The abnormal operation diagnosis is performed for four cases.

First, in the initial homing, when the restraint signal e is not generated within an arbitrary set time (2 seconds or more in the embodiment) (connector is not contacted, drive wire is broken, etc.),
Secondly, immediately after the forward rotation signal a for the forward movement of the cleaning pad 17 and the reverse rotation signal b for the backward movement of the cleaning pad 17 are output, the restraint signal e is generated for an arbitrary set time (2 seconds or more in the embodiment) If (drive lock due to overload etc.),
Fourthly, when the difference between the forward movement time (T _F ) and the backward movement time (T _R ) of the cleaning pad 17 is an arbitrarily set time (4 seconds in the embodiment) or more (drive abnormality due to overload etc.). .

When an abnormality occurs, the cleaning operation is stopped, the abnormality is displayed on the display section in the operation section, and the copying machine is controlled to the copy prohibited state. By controlling as described above, the automatic charger cleaning device can execute its functional state, and the reliability and image quality of the copying machine can be maintained and improved more reliably.

(Effect) The present invention is as described above. According to the present invention, the drive abnormality of the automatic charger cleaning device can be detected before the image formation of the image forming apparatus, so that the formation of a defective image can be prevented.
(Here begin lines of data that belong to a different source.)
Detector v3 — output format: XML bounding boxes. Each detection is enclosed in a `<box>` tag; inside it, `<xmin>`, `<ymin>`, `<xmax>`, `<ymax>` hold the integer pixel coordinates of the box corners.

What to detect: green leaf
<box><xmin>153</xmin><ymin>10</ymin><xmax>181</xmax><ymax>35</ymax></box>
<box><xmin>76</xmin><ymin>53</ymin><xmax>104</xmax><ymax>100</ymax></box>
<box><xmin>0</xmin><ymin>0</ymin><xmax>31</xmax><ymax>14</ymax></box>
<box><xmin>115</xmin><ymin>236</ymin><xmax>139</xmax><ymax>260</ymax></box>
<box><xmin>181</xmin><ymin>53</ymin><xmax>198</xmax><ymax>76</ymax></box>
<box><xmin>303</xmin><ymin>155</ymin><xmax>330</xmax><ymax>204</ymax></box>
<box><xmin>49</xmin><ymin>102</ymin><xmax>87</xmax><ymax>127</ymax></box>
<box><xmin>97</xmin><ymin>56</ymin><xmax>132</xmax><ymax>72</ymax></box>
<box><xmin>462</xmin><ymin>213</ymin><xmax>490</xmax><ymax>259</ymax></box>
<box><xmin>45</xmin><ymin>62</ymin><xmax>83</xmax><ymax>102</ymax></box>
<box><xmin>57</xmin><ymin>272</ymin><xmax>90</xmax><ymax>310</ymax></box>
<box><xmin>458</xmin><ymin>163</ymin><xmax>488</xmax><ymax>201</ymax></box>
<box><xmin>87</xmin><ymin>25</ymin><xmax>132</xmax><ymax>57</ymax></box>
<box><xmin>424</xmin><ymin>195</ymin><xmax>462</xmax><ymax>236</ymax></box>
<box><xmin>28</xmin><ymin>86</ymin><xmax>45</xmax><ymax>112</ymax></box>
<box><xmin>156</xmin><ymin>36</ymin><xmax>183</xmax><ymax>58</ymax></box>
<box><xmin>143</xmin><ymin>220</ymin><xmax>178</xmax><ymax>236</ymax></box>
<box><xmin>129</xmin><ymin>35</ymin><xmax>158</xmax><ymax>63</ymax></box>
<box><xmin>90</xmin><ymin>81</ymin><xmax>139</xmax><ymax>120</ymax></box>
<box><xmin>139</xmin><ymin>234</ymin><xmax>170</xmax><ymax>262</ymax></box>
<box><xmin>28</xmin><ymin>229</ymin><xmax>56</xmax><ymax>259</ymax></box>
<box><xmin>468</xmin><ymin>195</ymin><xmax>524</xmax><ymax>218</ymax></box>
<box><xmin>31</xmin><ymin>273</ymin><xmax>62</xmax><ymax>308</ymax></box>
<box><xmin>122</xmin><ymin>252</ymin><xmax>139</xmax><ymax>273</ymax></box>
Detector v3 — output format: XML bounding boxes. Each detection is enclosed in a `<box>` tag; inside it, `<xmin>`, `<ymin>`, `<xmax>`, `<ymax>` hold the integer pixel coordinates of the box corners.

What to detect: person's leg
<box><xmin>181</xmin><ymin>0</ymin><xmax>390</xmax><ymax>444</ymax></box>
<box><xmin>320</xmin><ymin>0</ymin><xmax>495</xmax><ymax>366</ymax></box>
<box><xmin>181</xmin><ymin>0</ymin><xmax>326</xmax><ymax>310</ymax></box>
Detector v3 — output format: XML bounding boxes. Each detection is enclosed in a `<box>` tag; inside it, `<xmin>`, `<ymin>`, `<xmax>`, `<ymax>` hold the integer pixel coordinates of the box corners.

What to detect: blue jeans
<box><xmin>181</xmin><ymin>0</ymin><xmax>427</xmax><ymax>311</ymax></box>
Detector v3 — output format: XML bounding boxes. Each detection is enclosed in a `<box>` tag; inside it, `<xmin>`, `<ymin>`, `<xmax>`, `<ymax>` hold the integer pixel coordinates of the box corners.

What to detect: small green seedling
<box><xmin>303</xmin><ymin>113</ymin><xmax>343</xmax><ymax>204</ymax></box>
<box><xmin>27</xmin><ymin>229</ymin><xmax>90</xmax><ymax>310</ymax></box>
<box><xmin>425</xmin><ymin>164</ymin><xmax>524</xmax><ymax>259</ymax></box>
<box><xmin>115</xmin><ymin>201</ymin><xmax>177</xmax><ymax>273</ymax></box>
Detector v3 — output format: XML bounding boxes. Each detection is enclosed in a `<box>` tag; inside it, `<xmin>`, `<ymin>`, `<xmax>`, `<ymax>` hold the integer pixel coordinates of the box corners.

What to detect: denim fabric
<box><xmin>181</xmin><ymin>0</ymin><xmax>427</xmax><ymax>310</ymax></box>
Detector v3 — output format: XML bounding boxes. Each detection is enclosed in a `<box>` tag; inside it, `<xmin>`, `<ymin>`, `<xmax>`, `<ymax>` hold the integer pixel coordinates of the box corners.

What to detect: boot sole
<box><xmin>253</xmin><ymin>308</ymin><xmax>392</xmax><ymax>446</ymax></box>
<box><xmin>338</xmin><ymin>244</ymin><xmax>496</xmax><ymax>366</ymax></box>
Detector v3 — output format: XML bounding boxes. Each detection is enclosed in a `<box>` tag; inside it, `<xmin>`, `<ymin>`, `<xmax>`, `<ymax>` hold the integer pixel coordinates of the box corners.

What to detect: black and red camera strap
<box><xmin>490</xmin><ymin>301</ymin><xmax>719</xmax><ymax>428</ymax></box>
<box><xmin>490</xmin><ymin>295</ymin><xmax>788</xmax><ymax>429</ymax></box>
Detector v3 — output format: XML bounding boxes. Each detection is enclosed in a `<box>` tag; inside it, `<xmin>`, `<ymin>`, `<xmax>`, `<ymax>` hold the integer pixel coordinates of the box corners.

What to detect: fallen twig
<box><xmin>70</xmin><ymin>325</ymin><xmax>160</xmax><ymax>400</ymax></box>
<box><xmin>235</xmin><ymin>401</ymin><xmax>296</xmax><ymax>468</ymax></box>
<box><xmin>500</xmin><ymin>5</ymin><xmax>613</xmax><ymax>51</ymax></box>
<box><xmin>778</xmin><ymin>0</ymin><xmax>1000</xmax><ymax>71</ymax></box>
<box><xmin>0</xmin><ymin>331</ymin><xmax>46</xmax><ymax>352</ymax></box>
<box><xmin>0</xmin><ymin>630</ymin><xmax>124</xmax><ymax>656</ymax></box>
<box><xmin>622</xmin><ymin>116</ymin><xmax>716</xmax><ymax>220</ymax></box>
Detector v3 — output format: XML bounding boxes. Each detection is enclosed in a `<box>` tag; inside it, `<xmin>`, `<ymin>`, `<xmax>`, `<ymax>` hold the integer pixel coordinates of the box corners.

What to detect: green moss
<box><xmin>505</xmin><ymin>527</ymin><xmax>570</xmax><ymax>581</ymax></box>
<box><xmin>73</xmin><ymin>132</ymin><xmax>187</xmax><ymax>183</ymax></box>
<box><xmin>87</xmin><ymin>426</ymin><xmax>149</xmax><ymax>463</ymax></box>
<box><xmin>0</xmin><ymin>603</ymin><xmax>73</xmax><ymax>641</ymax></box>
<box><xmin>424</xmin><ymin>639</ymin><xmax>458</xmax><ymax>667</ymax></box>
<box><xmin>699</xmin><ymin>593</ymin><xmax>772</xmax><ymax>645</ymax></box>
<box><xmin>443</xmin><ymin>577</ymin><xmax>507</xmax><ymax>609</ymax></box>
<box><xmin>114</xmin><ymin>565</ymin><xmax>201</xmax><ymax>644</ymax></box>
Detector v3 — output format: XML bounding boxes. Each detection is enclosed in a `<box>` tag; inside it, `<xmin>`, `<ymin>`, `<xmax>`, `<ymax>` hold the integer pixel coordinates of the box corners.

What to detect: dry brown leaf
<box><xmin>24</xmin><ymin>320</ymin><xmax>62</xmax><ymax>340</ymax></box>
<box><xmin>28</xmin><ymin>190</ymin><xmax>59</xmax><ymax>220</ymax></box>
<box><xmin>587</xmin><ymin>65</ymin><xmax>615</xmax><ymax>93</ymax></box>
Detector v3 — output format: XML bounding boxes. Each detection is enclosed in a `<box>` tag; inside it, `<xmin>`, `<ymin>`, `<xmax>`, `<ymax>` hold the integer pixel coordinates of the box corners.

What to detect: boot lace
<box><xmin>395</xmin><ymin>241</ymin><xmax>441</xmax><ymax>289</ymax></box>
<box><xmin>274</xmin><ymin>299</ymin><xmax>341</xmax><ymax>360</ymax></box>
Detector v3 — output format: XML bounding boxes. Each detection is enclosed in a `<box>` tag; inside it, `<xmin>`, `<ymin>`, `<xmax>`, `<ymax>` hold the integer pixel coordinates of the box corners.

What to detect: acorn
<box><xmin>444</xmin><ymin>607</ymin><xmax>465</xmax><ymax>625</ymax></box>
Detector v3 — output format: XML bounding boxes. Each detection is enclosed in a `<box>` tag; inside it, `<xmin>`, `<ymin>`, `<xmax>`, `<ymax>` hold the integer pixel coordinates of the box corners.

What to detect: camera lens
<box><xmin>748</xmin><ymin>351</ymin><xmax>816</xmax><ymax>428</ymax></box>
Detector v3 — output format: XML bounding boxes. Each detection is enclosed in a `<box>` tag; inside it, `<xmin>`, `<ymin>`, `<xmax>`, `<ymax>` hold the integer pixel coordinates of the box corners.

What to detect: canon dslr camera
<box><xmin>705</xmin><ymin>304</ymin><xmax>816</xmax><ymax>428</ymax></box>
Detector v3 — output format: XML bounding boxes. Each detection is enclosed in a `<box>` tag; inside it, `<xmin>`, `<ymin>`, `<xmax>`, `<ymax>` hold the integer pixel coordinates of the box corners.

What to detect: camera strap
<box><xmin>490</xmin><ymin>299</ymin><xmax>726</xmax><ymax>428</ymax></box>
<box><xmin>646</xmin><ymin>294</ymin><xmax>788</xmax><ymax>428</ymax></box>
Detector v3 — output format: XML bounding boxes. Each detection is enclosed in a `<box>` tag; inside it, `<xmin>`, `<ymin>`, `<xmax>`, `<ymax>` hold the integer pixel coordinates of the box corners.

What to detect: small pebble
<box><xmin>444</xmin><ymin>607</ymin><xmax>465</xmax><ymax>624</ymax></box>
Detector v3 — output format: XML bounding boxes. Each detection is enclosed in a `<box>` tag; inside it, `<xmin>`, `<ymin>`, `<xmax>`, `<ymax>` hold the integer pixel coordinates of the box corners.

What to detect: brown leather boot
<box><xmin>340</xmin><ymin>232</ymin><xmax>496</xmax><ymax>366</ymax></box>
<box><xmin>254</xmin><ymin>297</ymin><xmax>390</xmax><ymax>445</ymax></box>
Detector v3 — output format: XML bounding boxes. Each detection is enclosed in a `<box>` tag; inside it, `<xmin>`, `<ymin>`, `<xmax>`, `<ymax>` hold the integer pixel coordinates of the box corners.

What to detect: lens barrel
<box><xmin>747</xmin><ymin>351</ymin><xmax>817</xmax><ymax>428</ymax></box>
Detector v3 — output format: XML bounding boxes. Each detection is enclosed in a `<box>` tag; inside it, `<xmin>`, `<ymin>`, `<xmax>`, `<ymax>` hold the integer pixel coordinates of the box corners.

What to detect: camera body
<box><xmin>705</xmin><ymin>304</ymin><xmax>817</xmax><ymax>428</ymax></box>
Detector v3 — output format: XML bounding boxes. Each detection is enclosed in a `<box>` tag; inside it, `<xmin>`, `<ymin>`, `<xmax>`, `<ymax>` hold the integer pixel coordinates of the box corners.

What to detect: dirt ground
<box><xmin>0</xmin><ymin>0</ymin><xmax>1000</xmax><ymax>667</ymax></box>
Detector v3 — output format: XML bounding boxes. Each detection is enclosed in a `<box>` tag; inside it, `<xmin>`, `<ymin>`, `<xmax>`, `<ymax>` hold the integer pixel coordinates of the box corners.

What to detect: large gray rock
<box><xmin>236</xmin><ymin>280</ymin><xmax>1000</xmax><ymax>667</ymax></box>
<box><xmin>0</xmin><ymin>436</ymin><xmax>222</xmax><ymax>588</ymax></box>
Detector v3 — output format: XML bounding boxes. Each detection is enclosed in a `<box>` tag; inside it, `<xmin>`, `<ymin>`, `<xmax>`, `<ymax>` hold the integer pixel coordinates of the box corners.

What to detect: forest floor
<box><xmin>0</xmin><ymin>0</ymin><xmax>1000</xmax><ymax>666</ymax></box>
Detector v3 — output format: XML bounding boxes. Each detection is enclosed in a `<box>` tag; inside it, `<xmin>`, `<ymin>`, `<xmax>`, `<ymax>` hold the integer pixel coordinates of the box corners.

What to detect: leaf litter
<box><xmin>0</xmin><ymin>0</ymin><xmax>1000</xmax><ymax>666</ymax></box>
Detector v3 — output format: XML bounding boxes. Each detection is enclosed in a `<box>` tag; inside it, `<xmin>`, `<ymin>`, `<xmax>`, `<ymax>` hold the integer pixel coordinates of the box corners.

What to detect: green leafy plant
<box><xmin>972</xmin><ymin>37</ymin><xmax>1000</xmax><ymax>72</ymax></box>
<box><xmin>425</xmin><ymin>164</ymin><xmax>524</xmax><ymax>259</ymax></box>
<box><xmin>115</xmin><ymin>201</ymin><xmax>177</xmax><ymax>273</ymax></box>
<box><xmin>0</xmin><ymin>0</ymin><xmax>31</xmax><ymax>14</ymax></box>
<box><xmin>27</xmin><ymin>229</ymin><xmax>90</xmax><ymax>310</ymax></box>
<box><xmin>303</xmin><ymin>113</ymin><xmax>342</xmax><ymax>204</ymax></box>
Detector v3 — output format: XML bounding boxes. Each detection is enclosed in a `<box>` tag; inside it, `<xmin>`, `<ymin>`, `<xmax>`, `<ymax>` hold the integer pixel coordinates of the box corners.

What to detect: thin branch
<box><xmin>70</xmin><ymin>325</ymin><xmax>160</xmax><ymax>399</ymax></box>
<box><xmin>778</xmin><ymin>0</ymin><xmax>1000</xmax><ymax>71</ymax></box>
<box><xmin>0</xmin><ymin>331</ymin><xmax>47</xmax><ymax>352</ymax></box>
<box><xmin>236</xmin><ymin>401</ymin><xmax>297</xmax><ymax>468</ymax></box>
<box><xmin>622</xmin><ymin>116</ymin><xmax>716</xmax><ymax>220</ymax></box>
I can.

[Brief description of drawings]

FIG. 1 is an external view of an automatic charger cleaning device according to an embodiment of the present invention, FIG. 2 is a schematic view of a copying machine, FIG. 3 is a block diagram of a main controller of the copying machine, and FIG. ) And (b) are drive motor drive circuit diagrams, FIG. 5 is a drive motor control timing diagram, FIG. 6 is a control circulation diagram of an automatic charger cleaning device, and FIGS. 7 (a) to 7 (d) are automatic. FIG. 8 is a control flow diagram of the charger cleaning device, and FIG. 8 is an explanatory diagram of use flag data in the control flow. 4 ... Transfer charger, 7 ... Static eliminator, 9 ... Main charger, 12 ... Drive motor, 16 ... Drive wire, 17 ... Cleaning pad (cleaning member), 18 ... Discharge wire, 22 ... Drive circuit, 30 ...
Control plate, a ... Forward rotation signal, b ... Reverse rotation signal, e ... Restraint signal,
T _F … forward time, T _R … backward time.

Claims (1)

[Claims] 1. A drive wire, a cleaning member fixed to the drive wire and slidably contacting a discharge wire of a charger, a drive motor for reciprocating the cleaning member, and a restrained state of the drive motor. In an automatic charger cleaning device of an image forming apparatus having a motor lock detection means for outputting a restraint signal when the restraint signal is not generated within a set time during initial homing before starting image formation, or when cleaning is performed. If the constraint signal is generated for a set time or more immediately after the forward rotation signal for forward movement of the member and the reverse rotation signal for backward movement are output,
Alternatively, when the difference between the forward movement time and the backward movement time of the cleaning member is equal to or longer than the set time, the cleaning operation is stopped as an operation abnormality, the image forming operation is prohibited, and the abnormality is displayed. Device automatic charger cleaning device.